Il funerale della strega

Un giorno d’inverno morì una strega. Era una donna cattiva, che in vita aveva goduto nel far del male a molta gente. Nessuno se la sentiva di far parte del corteo funebre, lungo il sentiero che dal paese portava al camposanto. Il cimitero, posto sulla sommità di un monte, era sì un luogo di pianto, ma così bello da allargare il cuore; il lugubre sentiero che bisognava percorrere per raggiungerlo, invece, era solitario, tortuoso, arrampicato su un costone roccioso a strapiombo sull’orrida valle, tappezzato da erbe secche e scure, contornato da due file di scheletrici legni di alberi morti, che nessuno, neanche i più vecchi, ricordava più se mai erano stati esseri viventi coperti da verdi fronde. Chi poteva avere mai il coraggio di attraversare un luogo tanto cupo e pauroso in compagnia del cadavere della vecchia strega? Non se la sentiva il prete, né il becchino, né tanto meno i parenti ed i paesani, ai quali la donna, in vita, aveva fatto tanto male. Ma tant’è, neanche una strega può rimanere insepolta, e una soluzione bisognava trovarla. Il becchino, Bepi Picon, possedeva un vecchio asinello che utilizzava per portare le bare durante i cortei funebri. La bestia, animale mansueto e intelligente, conosceva ormai a memoria la strada dal paesello al camposanto, perché l’aveva percorsa molte volte, con la cassa del morto ben fissata alla sua groppa e il corteo funebre, in lacrime, dietro le sue terga. Così a Bepi Picon venne un’idea: carichiamo la bara sulla groppa dell’asino, la leghiamo ben bene perché non caschi e lasciamo che sia lui, da solo, a portare la vecchia al camposanto; è una bestia intelligente e conosce la strada a memoria; ed è un animale, non un cristiano, e non si lascerà certo impressionare dalle cose che a noi fanno paura. Noi poi ci facciamo coraggio, raggiungiamo il camposanto tutti insieme, più tardi, con calma, scarichiamo la bara e la caliamo nella fossa. Poi chiudiamo la tomba, finiamo il lavoro e ce ne torniamo a casa ben prima che faccia buio. Ben detto, buona idea, facciamo così... commentarono gli altri, ben lieti di essersi evitati il rischio di dover compiere il lugubre tragitto in compagnia della morta. Anche il prete approvò. Si caricò l’asinello, legando ben bene la bara sulla sua groppa; incoraggiata da una pacca sul fianco, la bestia, ligia, si inerpicò verso il camposanto per fare il suo dovere. Intanto i paesani se ne andarono all’osteria, per darsi coraggio e lasciare al somarello un congruo anticipo.

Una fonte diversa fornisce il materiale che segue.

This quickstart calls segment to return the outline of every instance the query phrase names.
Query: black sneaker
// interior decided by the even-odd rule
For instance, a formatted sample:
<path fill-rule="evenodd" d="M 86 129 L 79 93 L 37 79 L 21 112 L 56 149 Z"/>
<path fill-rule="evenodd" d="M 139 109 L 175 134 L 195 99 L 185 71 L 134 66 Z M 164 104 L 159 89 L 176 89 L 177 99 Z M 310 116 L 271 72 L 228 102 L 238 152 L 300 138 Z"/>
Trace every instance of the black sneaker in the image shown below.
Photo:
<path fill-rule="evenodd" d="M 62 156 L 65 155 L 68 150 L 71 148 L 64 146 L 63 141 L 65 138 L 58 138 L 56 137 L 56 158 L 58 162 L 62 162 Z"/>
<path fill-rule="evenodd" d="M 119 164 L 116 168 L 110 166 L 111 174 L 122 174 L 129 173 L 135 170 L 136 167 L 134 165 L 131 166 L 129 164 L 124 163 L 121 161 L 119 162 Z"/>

Quando pensavano che la bestia potesse ormai essere arrivata a destinazione, il becchino, un paio di aiutanti, il prete coi paramenti funebri insieme a qualche paesano coraggioso, si diressero verso la sommità del monte dove si trovava il cimitero. Intanto, il cielo si era fatto nero e cupo, e l’aria gelida. Sembrava quasi che soffiasse un alito di morte. Giunsero finalmente alla bella radura dove si trovava il Camposanto. Qui era tutta un’altra storia, tanto era bello il paesaggio che di colpo si apriva agli sguardi, con le tombe serene che si estendevano nel prato verde e ben curato e, più in là, la spettacolare vista sulla loro bella vallata. Ma c’era qualcosa che non andava: non si vedeva, da lontano, la sagoma familiare del vecchio somaro. Forse, laggiù c’era qualcosa... sì, eccola la bestia, ma non il solito placido animale, intento a brucare l’erba: il somaro era accasciato a terra, rovesciato malamente su un fianco, la bocca spalancata in modo innaturale, da cui era uscita una densa bava, che ora giaceva coagulata fra gli steli d’erba. Gli occhi aperti e sbarrati, la povera bestia era morta stecchita, la bara ancora ben fissata sulla sua groppa. Vincendo il timore che li assaliva, scaricarono la bara dalla groppa del povero animale e lì scoprirono la causa della morte: un lungo rettangolo, delle stesse dimensioni della bara, un rettangolo nero, di pelle e carni e ossi bruciati, profondamente inciso sulla schiena della bestia esattamente laddove era appoggiata la cassa della strega.